La série prend place au Japon dans un monde contemporain où il existe des Ajins, des personnes immortelles dont le corps se régénère à chaque fois qu’elles meurent. Phénomènes extrêmement rares, ces Ajins font la convoitise des gouvernements qui voient en eux des cobayes d’une grande valeur pour la recherche militaire et scientifique. Au Japon, deux cas d’Ajins ont été découverts, et bien que les autorités nient toute implication, des images d’expériences inhumaines pratiquées sur un Ajin circulent sur internet…

Pour Kei Nagai, l’existence des Ajins est une réalité lointaine, jusqu’au jour où il se fait renverser par un camion. Alors qu’il revient à la vie sous les yeux effarés de ses camarades de classe, le jeune lycéen devient le 3e Ajin connu du Japon. Débute alors une impitoyable chasse à l’homme dont il est la cible. Pour lui, plus rien ne sera jamais comme avant : son visage est diffusé partout et le pays entier est à ses trousses, même ses proches se détournent de lui. Aux yeux du monde, il n’est plus considéré comme un être humain.

Kei Nagai devient un Ajin

Ajin Volume 1 © Gamon Sakurai / Kodansha Ltd.

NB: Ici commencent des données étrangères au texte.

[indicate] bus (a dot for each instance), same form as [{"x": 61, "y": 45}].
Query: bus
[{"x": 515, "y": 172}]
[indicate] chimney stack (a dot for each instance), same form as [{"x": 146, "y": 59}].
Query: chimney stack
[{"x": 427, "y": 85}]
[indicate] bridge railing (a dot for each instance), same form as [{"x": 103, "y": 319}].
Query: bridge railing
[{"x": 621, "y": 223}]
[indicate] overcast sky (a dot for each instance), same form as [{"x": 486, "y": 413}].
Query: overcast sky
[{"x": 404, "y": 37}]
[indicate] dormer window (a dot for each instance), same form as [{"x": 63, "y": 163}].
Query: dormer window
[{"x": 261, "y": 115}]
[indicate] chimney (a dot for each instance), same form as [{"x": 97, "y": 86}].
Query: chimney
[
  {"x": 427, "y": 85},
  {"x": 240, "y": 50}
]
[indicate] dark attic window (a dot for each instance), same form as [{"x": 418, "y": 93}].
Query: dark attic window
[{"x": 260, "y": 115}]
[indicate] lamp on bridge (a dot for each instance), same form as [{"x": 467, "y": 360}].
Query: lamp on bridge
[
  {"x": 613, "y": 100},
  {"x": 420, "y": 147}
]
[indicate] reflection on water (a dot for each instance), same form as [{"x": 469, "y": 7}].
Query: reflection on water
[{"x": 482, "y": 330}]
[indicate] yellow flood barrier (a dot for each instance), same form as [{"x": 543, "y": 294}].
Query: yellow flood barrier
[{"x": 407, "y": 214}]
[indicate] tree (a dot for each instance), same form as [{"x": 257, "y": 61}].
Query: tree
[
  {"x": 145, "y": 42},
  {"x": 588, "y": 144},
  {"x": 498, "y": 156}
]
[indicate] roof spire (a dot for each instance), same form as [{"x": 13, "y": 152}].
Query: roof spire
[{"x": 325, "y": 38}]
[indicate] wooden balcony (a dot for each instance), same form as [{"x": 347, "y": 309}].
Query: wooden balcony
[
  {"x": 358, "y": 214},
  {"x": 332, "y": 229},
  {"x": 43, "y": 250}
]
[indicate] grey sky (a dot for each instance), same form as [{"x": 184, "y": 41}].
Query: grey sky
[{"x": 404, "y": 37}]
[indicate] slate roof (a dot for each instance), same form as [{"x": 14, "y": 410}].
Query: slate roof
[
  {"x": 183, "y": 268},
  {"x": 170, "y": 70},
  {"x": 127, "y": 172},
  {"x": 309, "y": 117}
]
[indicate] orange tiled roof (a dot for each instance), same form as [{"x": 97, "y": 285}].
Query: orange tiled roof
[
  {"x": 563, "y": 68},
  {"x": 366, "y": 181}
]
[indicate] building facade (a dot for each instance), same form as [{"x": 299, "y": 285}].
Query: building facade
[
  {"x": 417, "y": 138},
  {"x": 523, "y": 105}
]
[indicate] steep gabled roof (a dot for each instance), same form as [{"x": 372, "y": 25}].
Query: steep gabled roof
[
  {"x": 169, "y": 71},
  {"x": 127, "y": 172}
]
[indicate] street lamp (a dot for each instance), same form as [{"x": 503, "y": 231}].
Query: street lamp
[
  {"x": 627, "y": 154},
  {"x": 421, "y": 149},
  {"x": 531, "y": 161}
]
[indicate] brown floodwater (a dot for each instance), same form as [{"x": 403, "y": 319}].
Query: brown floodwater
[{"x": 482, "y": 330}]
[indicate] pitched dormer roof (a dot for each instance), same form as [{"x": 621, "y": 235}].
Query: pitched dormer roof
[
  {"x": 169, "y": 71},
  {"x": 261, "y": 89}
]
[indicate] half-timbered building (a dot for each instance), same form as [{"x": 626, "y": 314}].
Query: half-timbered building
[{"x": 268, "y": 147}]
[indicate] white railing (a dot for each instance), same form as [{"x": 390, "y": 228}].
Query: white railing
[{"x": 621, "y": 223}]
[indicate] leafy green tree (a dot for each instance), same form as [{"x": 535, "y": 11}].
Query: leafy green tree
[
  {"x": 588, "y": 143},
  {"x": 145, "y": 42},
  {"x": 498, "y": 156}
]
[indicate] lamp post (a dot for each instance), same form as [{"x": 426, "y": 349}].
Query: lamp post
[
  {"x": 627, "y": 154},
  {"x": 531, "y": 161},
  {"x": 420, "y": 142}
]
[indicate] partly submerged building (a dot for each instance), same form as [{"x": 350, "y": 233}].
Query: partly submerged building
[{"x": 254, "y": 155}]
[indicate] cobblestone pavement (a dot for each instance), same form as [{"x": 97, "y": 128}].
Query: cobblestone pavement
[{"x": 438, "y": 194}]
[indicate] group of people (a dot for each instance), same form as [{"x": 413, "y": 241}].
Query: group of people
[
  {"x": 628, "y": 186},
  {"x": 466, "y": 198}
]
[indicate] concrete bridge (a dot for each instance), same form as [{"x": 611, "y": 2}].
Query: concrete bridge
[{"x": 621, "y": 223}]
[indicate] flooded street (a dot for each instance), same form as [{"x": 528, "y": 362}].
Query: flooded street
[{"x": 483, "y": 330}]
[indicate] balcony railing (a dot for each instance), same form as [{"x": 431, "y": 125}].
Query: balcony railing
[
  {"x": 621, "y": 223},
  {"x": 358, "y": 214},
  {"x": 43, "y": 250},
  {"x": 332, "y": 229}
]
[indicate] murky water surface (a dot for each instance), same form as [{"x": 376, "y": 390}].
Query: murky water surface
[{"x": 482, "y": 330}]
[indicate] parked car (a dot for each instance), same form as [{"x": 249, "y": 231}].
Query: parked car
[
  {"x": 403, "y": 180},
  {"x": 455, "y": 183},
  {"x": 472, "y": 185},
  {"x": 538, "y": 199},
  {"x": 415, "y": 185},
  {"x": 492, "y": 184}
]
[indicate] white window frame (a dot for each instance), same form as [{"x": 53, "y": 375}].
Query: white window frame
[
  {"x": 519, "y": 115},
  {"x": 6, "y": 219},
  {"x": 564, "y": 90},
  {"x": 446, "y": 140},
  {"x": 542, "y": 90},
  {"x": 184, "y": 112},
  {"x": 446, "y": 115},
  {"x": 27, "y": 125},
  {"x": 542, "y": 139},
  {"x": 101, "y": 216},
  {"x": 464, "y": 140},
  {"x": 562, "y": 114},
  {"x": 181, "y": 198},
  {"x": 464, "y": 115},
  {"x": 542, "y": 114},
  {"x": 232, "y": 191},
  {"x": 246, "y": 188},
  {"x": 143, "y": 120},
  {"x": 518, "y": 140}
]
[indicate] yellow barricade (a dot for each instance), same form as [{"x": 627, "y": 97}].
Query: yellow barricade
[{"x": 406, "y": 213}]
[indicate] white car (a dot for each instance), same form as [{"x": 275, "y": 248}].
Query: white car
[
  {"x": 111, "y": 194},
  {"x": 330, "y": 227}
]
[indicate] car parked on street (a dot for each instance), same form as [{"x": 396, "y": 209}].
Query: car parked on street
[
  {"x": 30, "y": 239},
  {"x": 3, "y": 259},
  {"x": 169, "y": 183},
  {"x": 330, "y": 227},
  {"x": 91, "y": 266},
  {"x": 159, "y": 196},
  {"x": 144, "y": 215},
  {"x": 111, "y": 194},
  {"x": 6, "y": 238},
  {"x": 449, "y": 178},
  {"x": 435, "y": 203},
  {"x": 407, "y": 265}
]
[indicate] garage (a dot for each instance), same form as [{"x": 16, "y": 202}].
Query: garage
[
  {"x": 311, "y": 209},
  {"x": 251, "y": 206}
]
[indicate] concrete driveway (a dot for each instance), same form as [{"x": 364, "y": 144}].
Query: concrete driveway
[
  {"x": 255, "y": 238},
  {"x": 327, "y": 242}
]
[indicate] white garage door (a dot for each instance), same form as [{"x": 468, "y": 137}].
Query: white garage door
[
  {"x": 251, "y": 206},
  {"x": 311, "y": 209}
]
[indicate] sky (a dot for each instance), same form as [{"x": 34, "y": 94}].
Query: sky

Aidé par son ami d’enfance Kaito, le seul à le considérer encore comme un humain, Nagai parvient à fuir. Et petit à petit, il découvre ses pouvoirs surhumains : ses blessures qui guérissent complètement dès qu’il meurt, sa capacité à émettre un cri qui paralyse toute personne à proximité, et cet étrange squelette noir qui sort de son corps (un « IBM ») lorsqu’on tente de le tuer. Mais pour Nagai, pas le temps d’apprendre à maîtriser ces nouvelles capacités. Car sa fuite le plongera inexorablement au cœur d’un affrontement entre Yu Tosaki, responsable de la division spéciale Ajin au sein du ministère de la santé, et le mystérieux Ajin dissident, Sato, dont les objectifs ne sont pas clairs.

La thématique de l’immortalité n’est pas nouvelle en manga et japanime, rien que les séries de vampires se comptant par dizaines (Blood – The Last Vampire, Blood Lad, Tsukihime, Hellsing, Servamp, etc). Bien souvent, le héros obtient ses pouvoirs après avoir frôlé la mort et il devient un être immortel mais pas invincible, comme dans Tokyo Ghoul ou Shikabane Hime. Dans d’autres séries comme Baccano ou FMA, l’immortalité est obtenue grâce à l’alchimie.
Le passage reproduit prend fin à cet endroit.